Simple DP

FlowerGarden

Source

This is a problem I've solved many times and for some reason every time I revisit it, I manage to get it wrong the first time. The thing here is that one is tempted to write a simple sorting routine or try to accommodate each flower by looking only at the flowers that have already been planted ಠ_ಠ. The key insight here is that we should plant the largest flower that can be placed in front of all flowers left to plant. With this in mind, the solution becomes quite simple. I wrote the solution in c++ just because and with readability in mind (the flower struct and the sorting routine are not necessary, for example).

#include<bits/stdc++.h>

using namespace std;

struct flower{
  flower(int height, int bloom, int wilt) : height(height), bloom(bloom), wilt(wilt) {}
  int height, bloom, wilt;
  bool operator < (const flower& that) const{
    return this -> height < that.height;
  }
};

bool overlap(const flower& first, const flower& second){
  if (first.bloom <= second.bloom)
  return first.wilt >= second.bloom;
  return second.wilt >= first.bloom;
}

class FlowerGarden {
public:
vector <int> getOrdering(vector <int> height, vector <int> bloom, vector <int> wilt) {
  int n = height.size();
  vector<flower> flowers;
  vector<bool> planted = vector<bool>(n, false);
  vector<int> ans;
  int flowers_left = n;

  for(int i = 0; i < n; i++)
      flowers.push_back(flower(height[i], bloom[i], wilt[i]));
  sort(flowers.begin(), flowers.end());

  while(flowers_left--){
    int next = -1;
    for(int i = n - 1; i >= 0; i--){
      if(planted[i])
        continue;
      next = i;
      for(int j = 0; next != -1 && j < n; j++){
        if(i == j || planted[j])
          continue;
        if(overlap(flowers[i], flowers[j]) && flowers[i].height > flowers[j].height)
          next =- 1;
      }
      if(next != -1)
        break;
    }
    ans.push_back(flowers[next].height);
    planted[next] = true;
  }
  return ans;
  }
};

BadNeighbors

Source

To deal with the circular neighborhood, we can solve two linear problems: one containing all elements except the first and one containing all elements except the last.
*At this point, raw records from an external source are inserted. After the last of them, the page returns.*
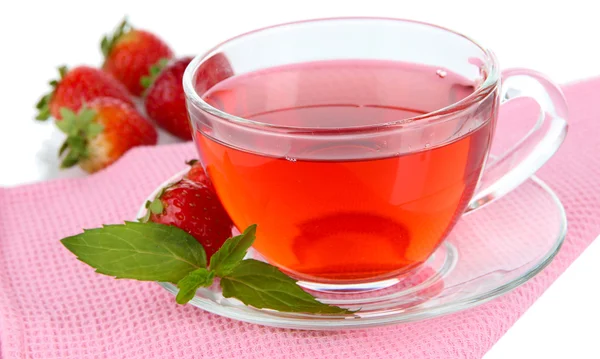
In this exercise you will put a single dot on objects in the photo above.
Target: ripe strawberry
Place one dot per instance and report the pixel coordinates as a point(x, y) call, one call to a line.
point(129, 53)
point(101, 132)
point(164, 98)
point(76, 86)
point(194, 208)
point(196, 174)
Now, the solution can be done recursively (python code below) or using a bottom up dp approach (c++).

memo = dict()

def f(donations):
    if(tuple(donations) in memo):
        return memo[tuple(donations)]
    if(len(donations) < 3):
        return max(donations)
    if(len(donations) == 3):
        return max(donations[0] + donations[2], donations[1])
    memo[tuple(donations)] = max(donations[0] + f(donations[2:]), f(donations[1:]))
    return memo[tuple(donations)]

class BadNeighbors:
    def maxDonations(self, donations):
        return max(f(donations[:-1]), f(donations[1:]))
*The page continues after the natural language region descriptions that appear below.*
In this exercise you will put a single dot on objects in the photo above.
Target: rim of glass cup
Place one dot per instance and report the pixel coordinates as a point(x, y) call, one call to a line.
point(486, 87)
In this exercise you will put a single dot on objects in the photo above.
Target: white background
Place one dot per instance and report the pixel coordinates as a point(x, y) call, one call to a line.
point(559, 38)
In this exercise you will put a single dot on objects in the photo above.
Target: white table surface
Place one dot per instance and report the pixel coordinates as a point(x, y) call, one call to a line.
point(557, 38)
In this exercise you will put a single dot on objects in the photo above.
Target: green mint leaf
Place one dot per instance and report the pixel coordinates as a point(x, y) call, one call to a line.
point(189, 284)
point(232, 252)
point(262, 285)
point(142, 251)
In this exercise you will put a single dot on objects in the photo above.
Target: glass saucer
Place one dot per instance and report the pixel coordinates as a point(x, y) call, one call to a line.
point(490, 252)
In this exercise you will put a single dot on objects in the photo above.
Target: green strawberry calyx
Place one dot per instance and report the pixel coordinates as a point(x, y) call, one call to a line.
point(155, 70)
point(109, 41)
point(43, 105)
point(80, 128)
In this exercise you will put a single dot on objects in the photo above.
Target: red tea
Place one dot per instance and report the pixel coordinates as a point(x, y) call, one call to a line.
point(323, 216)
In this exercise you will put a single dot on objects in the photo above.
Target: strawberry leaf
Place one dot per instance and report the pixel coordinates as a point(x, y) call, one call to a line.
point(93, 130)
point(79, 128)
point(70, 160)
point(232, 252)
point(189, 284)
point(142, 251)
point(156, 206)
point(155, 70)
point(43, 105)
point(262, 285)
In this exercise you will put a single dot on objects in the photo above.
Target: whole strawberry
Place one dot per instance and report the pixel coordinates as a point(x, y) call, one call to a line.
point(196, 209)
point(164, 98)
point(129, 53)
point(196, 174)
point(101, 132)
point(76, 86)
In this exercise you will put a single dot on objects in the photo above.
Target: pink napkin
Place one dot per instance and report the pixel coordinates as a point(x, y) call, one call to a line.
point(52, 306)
Since each of the linear problems can be solved using a one-dimensional array $dp\_{i} = max(dp\_{i-1},dp\_{i-2} + donation\_{i})$ , we can solve the circular dependency problem by having a two-column table where the first column contains the best solution so far without taking the first element (first subproblem) and the second column taking it into account (second subproblem).

#include <bits/stdc++.h>

using namespace std;

int dp[50][2];

class BadNeighbors {
public:
	int maxDonations(vector <int> donations) {
		int n = donations.size();
		dp[0][0] = 0;
		dp[0][1] = donations[0];
		dp[1][0] = donations[1];
		dp[1][1] = max(donations[0], donations[1]);
		for(int i = 2; i < n; i++){
			int &money = donations[i];
			dp[i][0] = max(money + dp[i-2][0], dp[i-1][0]);
			dp[i][1] = max(money + dp[i-2][1], dp[i-1][1]);
		}
		return max(dp[n-1][0], dp[n-2][1]);
	}
};

ZigZag

Source

This is a longest increasing subsequence problem with a twist. Just keep track of the sign of each state and solve accordingly.

public class ZigZag{
   public int longestZigZag(int[] seq){
    int n = seq.length, best = Integer.MIN_VALUE;
        boolean[] neg = new boolean[n];
        int[] dp = new int[n];
        for(int i = 0; i < n; i++){
          if(i == 0)
                dp[i] = 1;
            else{
                for(int j=0; j < i; j++){
                    if(seq[j] == seq[i])
                        continue;
                    if( (dp[j] == 1 || neg[j] != seq[j] > seq[i]) && dp[i] < dp[j] + 1){
                      neg[i] = seq[j] > seq[i];
                        dp[i] = dp[j] + 1;  
                    }
                }
            }
            best = Math.max(best, dp[i]);
        }
        return best;
  }
}

Hawaiian

Source

The code speaks for itself.

import java.util.*;

public class Hawaiian{

	public String[] getWords(String sentence){
		String words[] = sentence.split("\\s+");
		List<String> hawaiian = new ArrayList<>();
		for(String word : words)
			if(word.toLowerCase().matches("[aeiouhklmnpw]+"))
				hawaiian.add(word);
		return hawaiian.toArray(new String[hawaiian.size()]);
	}
}